Холодный вязкий воздух комом застревал в горле, вызнобляя тело изнутри. Чтобы согреться, Лера сунула руки в рукава и прибавила шаг, благо дорожники были в зоне видимости. Тяжело ворочая крючьями, они вмораживали в лёд балки, готовя мостик через трещину. Увидев Леру, мужчины явно обрадовались передышке и дружно закурили махорку с терпким запахом сушёных трав.
– Что тебе, сестричка? – спросил самый старший боец, потирая заскорузлые от мороза руки. На его растрескавшиеся пальцы с ободранными ногтями было больно смотреть. Перехватив Лерин взгляд, он усмехнулся: – Ничего, выдюжим. Говори, зачем пришла.

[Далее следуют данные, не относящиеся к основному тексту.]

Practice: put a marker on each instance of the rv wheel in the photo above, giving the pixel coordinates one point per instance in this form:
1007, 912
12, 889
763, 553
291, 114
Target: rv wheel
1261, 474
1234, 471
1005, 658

– Палатку не поставить. – Лера чувствовала, что говорит жалобно, как школьница, а не как военфельдшер, в чьём подчинении пусть маленький, но личный состав бойцов.
– Тю-ю, палатку, вот ерунда! – Дорожник улыбнулся, и от этого Лере на душе стало легче. Может, и правда ерунда?
– Ты вот что, дочка, прикажи своим орлам прорубить лунку.
– Во льду?
– Сейчас лёд молодой, не крошится. В дыру поставь мачту и залей её горячей водой. А полы палатки вморозь, тогда ветром не сорвёт. До весны стоять будет.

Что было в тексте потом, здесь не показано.